La vaccinazione, l’uso della mascherina e il distanziamento sono fra le armi essenziali nella lotta al coronavirus. Ma ancora qualcuno non è del tutto convinto oppure non aderisce adeguatamente alle indicazioni sulle misure protettive. Una ricerca condotta dall’università di Princeton dimostra che un particolare approccio psico-sociale, basato sulla cosiddetta dissonanza cognitiva, è spesso efficace nel convincere le persone esitanti – ma non chi rifiuta completamente le indicazioni – a seguire le raccomandazioni.

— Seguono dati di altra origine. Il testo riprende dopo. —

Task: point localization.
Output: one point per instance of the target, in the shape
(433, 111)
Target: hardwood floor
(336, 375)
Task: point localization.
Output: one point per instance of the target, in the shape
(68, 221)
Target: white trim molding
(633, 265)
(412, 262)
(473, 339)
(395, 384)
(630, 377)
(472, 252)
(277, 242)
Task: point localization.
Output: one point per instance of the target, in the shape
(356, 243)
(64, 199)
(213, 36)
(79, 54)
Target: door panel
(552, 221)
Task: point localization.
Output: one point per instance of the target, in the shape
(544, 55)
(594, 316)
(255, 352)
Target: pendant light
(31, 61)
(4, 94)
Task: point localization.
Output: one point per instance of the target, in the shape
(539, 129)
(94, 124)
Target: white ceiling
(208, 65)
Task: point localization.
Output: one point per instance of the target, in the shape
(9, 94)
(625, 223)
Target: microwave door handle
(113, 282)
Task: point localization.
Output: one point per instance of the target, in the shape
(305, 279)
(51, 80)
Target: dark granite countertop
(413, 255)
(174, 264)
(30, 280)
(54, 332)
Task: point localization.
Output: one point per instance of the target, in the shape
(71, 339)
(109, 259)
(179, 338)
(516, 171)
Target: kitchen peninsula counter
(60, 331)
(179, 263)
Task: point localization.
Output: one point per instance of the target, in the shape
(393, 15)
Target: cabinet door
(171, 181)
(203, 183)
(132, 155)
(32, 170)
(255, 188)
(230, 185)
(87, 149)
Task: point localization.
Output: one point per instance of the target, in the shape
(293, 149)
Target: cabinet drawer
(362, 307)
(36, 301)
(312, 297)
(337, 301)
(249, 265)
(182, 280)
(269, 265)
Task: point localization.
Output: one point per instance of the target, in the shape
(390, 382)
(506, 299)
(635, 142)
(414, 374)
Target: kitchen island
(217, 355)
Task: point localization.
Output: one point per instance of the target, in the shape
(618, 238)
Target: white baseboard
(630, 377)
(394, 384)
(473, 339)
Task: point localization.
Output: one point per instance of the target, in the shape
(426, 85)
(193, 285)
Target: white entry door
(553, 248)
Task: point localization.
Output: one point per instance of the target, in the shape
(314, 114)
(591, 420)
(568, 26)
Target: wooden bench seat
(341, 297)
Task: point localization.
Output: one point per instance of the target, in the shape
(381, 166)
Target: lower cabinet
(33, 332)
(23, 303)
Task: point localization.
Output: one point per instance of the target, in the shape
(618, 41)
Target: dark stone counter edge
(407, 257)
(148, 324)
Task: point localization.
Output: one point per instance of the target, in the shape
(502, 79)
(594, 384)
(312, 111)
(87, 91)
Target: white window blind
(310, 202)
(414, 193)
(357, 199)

La tecnica è descritta in un lavoro pubblicato sulla rivista Basic and Applied Social Psychology.
La dissonanza cognitiva
Secondo uno studio della University of Southern California, pubblicato nel gennaio 2021 – in un periodo in cui peraltro le persone non erano ancora vaccinate – nonostante quasi 9 americani su 10 riconoscessero l’importanza di indossare le mascherine, soltanto la metà dichiarava di utilizzarle sempre o quasi sempre. Si tratta in questo caso di individui preparati sulla teoria (non sono negazionisti o no-vax) ma che per varie ragioni ‘non si applicano’. Sull’onda di questi dati i ricercatori di Princeton si sono chiesti come modificare i comportamenti non appropriati e come far sì che le loro percezioni si traducessero in azioni concrete, dunque nell’adesione alle linee guida fornite delle autorità.
Per farlo hanno scelto un approccio, già convalidato e utilizzato in altre situazioni, basato sulla dissonanza cognitiva. Questo si fonda su una teoria, introdotta nel 1957 dallo psicologo e sociologo statunitense Leon Festinger, che sfrutta la sensazione sgradevole che scaturisce da una discordanza, un conflitto, fra idee, valori e azioni, per modificare un comportamento. In questo caso il conflitto è fra la percezione dell’essenzialità della mascherina e il suo mancato uso.
Idee diverse dai comportamenti
I ricercatori hanno coinvolto 101 partecipanti di età fra i 18 e i 67 anni e lo studio, svolto prima che iniziasse la vaccinazione di massa, si è concentrato principalmente sull’adesione all’utilizzo dei dispositivi di protezione individuale e al distanziamento. I volontari venivano incoraggiati a esprimere le loro opinioni, spiegando perché le mascherine sono centrali per contenere il contagio e perché è bene averle sempre quando si è fuori casa. Successivamente dovevano ricordare le occasioni in cui non le avevano indossate. Altri partecipanti (nel gruppo di controllo) dovevano soltanto esporre la loro idea sull’importanza dell’impiego dei dispositivi e altri ancora indicare solo gli episodi in cui non avevano messo in atto la regola.
Gli autori hanno rilevato che, dopo il lavoro, la maggiore adesione alle raccomandazioni si è registrata con la dissonanza cognitiva, ovvero fra i volontari che erano stati motivati verso un uso non occasionale dei dispositivi e che allo stesso tempo avevano riportato alla mente i comportamenti scorretti. Invece, ricordare soltanto gli episodi negativi risulta essere la strategia meno efficace.
Convincere gli esitanti
Il campione è ancora piuttosto limitato, anche se lo studio fornisce una prima prova della possibile validità di questo approccio anche rispetto all’adesione alla campagna vaccinale. Se persuadere i no-vax o chi rifiuta completamente di vaccinarsi è difficile, spiega Logan Pearce, studentessa laureata – che firma il lavoro insieme a Joel Cooper, professore di psicologia – adottare questa strategia per convincere chi ha semplicemente qualche dubbio o non riesce a mettere in pratica i consigli è più semplice.